Usually, one patinas the entire piece and then polishes the patina away from the regions where it is not desired. However, no matter how much one polishes, a trace of the darkness remains. Here, we will discuss what to do it you want most of your piece to remain shiny but want to include a patina on a part of it.
I’m going to describe a small, not terribly elaborate, pendant I recently made. The idea of applying patina to only part of the piece is the key notion — it can be used with any work you have done.

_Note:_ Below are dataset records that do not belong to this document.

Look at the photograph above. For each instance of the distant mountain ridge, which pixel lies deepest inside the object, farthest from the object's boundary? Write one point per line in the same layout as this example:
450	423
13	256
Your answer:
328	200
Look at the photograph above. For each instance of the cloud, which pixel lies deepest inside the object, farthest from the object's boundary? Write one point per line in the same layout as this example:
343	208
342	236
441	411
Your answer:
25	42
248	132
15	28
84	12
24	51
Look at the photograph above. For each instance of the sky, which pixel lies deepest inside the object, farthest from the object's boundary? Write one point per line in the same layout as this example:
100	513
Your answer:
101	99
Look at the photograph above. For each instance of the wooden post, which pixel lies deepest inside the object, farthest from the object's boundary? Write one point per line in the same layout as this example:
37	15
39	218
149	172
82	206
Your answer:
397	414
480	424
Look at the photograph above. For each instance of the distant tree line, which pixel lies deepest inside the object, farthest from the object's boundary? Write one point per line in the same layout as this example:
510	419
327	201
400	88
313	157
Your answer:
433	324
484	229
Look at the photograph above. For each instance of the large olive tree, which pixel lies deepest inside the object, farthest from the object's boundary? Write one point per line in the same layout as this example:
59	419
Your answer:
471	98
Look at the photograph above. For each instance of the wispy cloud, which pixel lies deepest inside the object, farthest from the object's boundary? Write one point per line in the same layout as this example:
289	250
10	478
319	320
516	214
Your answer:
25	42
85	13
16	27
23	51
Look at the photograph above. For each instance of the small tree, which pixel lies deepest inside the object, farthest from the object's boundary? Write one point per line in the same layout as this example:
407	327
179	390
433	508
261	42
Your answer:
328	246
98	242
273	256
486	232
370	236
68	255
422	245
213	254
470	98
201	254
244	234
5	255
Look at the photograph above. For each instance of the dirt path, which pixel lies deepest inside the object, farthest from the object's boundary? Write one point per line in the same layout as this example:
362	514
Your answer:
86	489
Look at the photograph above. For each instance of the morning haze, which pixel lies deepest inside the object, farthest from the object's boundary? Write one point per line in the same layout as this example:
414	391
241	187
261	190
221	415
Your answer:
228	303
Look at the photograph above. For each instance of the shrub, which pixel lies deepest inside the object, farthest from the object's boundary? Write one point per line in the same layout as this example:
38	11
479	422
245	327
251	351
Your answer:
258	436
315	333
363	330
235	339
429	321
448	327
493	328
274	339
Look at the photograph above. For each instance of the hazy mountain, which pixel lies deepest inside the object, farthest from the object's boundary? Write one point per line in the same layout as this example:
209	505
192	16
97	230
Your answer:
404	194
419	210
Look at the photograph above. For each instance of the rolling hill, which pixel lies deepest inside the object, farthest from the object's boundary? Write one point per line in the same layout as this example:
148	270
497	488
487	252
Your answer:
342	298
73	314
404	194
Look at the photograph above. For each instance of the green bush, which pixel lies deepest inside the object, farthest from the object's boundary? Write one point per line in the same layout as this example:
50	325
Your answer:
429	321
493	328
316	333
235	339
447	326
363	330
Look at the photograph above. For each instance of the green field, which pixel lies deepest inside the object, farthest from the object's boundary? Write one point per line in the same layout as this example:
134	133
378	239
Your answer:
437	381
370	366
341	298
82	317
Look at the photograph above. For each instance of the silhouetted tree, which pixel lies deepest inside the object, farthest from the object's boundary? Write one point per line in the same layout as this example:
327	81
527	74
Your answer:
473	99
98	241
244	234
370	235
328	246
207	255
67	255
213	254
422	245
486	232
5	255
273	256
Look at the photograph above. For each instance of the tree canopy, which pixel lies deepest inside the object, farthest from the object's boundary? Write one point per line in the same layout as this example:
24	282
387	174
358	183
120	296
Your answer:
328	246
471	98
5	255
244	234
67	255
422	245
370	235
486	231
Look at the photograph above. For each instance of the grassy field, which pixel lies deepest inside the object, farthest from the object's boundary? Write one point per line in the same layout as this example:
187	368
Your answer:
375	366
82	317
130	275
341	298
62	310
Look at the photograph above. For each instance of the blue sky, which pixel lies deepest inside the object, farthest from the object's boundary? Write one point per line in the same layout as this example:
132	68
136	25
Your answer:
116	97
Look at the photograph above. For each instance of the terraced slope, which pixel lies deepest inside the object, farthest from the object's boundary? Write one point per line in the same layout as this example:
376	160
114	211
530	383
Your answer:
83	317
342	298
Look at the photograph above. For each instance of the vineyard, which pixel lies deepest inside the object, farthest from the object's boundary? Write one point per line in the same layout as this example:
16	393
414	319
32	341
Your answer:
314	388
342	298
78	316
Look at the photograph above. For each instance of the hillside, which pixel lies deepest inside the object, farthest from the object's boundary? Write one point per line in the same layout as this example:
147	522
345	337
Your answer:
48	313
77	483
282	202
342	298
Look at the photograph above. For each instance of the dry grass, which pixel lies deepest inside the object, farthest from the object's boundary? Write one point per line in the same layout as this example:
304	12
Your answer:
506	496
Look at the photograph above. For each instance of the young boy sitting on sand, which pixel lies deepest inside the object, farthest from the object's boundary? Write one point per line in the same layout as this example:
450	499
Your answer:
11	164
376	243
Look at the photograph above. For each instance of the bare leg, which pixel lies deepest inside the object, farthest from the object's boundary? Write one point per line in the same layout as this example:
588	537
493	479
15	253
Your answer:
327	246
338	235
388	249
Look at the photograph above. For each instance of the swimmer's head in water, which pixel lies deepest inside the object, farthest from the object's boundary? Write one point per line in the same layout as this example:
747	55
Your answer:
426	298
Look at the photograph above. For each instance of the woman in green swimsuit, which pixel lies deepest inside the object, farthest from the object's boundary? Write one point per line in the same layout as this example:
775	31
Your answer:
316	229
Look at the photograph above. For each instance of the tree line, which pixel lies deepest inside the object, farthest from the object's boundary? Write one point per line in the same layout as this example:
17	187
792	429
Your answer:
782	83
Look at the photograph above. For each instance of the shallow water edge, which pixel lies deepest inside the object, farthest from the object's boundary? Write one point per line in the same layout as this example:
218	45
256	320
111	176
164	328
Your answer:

To start with, I molded a bit of Celtic knotwork, contained within a circle, from silver clay. I decided that I didn’t want it to be flat, but I also didn’t want very much doming. While one can shape a piece after it is fired, it is easier to do it while the clay is still wet. In my bathroom, I found a bottle of roll-on antiperspirant that had just the right curvature. By the way, that is a secondary message of this post — be creative in what you use to dry metal clay! Any plastic or glass surface will work.
After the clay had dried, I sanded the pendant and added a bail. Since the piece is quite small (a later picture will give you the scale), I was careful to make an appropriately small bail.
After firing, I decided that the piece needed something to brighten up the center. Keum boo (a Korean technique for bonding thin layers of gold to silver) seemed the ideal approach. I have discussed, in another posting, how one does keum boo, so I won’t repeat it here. However, I will observe that, the more layers of gold you attach (gold will bond with itself just the same as it bonds with silver), the shinier the gold part is. In many cases, multiple layers of gold would be expensive. Here, the gold is going on such a small surface area that I could apply four layers of gold. That gave an extremely shiny center to the piece.
Next came brushing. I don’t know if brushing can remove the gold from keum boo. I don’t want to risk it. Therefore, I cover the gold part with my thumb while brushing.
The next step is the one I discussed at the start. I wanted to patina the knotwork, but leave the rest of the silver shiny. I trimmed a cotton swab, to better control where it goes, dipped it in Black Max (c), and applied it to the knotwork. Since one can’t easily patina gold, one does not have to worry about the keum boo — any patina that spills onto it can be wiped away and leave no trace. Then, using a polishing cloth, I wiped away much of the patina, only leaving enough darkness to outline the knotwork.
I attached a chain, and I was done.
The photo below shows the final piece, complete with a US quarter for scale. Don’t feel obliged to patina a whole piece! Sometimes, just a touch of patina is just what you want.